De naam Elema wordt onder andere gevoerd door nazaten van het eigenerfdengeslacht Elama dat van Uithuizen afkomstig was. Andere Elema’s noemden zich in 1811 naar de Elemaheerd in Godlinze, die vroeger aan afstammelingen van de Uithuizer Elama’s had behoord.
Van midden 15de tot in de eerste helft van de 17de eeuw woonden Elama’s te Uithuizen. De bekendste telg hiervan was Reneko (Rinke) Elama (1510-1583), die in het conflict met de stad Groningen actief was aan de Ommelander zijde. Als calvinist, tevens aanhanger van de Staatse partij, moest hij naar Oost-Friesland (Dld.) vluchten (1580), waar hij ook overleed. Door erfenis kwamen de Elama’s in het bezit van de borg Allersma bij Ezinge. De laatste mannelijke Elama was Renekes kleinzoon Duurt Elama (1618-1682). Hij was grietman van Ezinge en Hardeweer, schepper van Aduarderzijl en was tevens actief in het Ommelander bestuur.
Duurt Elama leefde als borgheer op Allersma en was een echt ‘heerschap’. Van zijn zuster Catharina Elama (1591-na 1640) stammen de meeste latere Noord-Groninger Elema’s af. Het sociale prestige van het oude geslacht Elama was zo groot dat deze naam steeds weer door (verre) nazaten werd aangenomen.

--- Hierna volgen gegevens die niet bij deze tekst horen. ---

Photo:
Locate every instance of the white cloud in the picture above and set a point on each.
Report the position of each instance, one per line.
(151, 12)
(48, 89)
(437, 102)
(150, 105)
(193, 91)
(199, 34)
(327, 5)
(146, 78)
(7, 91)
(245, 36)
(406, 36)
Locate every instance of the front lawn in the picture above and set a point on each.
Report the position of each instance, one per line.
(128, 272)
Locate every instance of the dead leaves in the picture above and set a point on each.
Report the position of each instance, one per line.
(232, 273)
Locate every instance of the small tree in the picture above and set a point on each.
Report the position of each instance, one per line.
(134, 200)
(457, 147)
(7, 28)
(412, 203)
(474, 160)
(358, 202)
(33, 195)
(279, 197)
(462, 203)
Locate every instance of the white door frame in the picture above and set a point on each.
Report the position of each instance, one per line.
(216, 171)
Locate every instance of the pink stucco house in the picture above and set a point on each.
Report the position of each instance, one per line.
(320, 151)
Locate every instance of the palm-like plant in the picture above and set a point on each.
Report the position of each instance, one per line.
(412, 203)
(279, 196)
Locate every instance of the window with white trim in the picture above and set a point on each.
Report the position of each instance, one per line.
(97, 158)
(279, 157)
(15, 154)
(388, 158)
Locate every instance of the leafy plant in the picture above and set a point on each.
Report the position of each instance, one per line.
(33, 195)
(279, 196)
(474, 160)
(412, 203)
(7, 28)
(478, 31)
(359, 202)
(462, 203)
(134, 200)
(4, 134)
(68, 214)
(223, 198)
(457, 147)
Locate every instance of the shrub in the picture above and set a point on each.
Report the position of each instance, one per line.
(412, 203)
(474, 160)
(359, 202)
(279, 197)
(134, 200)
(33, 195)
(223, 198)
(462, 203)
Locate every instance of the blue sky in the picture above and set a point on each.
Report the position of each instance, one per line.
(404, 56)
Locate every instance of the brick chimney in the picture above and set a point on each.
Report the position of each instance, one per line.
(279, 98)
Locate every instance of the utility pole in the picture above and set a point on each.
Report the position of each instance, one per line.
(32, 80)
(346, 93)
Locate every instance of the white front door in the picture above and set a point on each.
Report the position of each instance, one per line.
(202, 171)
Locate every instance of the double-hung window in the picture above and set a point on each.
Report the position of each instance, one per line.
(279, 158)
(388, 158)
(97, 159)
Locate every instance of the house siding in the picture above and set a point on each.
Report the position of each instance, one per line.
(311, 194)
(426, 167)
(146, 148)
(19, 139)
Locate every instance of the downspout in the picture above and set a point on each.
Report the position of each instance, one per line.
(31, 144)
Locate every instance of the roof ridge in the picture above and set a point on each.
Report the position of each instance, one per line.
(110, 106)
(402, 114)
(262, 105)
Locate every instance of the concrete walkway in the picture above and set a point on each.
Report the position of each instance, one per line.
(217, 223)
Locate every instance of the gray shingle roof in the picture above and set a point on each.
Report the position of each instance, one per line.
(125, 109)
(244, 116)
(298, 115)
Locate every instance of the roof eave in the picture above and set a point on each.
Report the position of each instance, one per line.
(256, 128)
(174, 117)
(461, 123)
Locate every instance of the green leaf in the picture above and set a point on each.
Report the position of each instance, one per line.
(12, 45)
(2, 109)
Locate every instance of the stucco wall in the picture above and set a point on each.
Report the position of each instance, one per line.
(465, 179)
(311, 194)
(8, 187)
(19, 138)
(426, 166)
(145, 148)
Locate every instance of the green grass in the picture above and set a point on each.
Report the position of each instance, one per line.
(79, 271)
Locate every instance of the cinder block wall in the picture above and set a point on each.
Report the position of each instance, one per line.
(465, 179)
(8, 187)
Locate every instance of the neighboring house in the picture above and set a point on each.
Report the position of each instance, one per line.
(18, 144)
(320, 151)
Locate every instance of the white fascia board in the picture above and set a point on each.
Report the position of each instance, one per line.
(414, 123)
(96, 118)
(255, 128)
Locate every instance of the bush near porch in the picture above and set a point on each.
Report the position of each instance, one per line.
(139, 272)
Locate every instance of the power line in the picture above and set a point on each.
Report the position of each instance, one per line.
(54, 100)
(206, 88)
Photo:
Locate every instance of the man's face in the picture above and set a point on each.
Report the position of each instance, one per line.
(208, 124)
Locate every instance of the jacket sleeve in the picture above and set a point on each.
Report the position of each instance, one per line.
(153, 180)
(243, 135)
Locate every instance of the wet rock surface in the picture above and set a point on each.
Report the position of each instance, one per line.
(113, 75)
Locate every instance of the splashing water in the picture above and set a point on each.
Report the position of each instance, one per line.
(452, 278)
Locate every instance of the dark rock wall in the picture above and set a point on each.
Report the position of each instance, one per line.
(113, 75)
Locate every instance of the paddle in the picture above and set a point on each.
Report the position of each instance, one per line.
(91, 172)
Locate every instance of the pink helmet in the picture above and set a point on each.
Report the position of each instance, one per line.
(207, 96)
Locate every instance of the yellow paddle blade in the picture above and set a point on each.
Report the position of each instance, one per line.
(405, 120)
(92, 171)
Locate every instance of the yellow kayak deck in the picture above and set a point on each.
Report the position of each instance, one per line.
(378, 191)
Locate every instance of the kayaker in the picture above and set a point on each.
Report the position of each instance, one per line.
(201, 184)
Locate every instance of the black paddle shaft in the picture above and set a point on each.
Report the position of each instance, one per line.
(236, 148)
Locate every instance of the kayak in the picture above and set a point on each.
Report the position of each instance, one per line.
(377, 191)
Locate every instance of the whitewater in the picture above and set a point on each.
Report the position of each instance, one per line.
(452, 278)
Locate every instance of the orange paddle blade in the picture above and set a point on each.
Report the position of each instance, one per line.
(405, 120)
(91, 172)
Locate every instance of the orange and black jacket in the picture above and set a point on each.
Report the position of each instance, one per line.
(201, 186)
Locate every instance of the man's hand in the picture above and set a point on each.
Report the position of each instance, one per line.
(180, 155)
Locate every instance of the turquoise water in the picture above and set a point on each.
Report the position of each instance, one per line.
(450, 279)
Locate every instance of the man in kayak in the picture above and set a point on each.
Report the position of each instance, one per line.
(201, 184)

Een van hen was Jan Oost Elema (1843-1909), landbouwer te Toornwerd, lid van Provinciale Staten van Groningen, burgemeester van Middelstum (1907), medeoprichter van de afdeling Middelstum-Kantens van de Groninger Maatschappij van Landbouw. Elema is een sprekend voorbeeld van een vooruitstrevende Hogelandster boer, die zich door zelfstudie tot een veelzijdig man ontwikkelde. Met zijn zoon Jacob Elema (1872-1950), later rijkslandbouwconsulent in Drenthe en hoogleraar te Wageningen, publiceerde Jan Oost in 1907 een verhandeling over de wierde van Toornwerd. Deze was gebaseerd op hun waarnemingen tijdens de afgravingen en is van groot belang geweest voor het latere wetenschappelijke terponderzoek.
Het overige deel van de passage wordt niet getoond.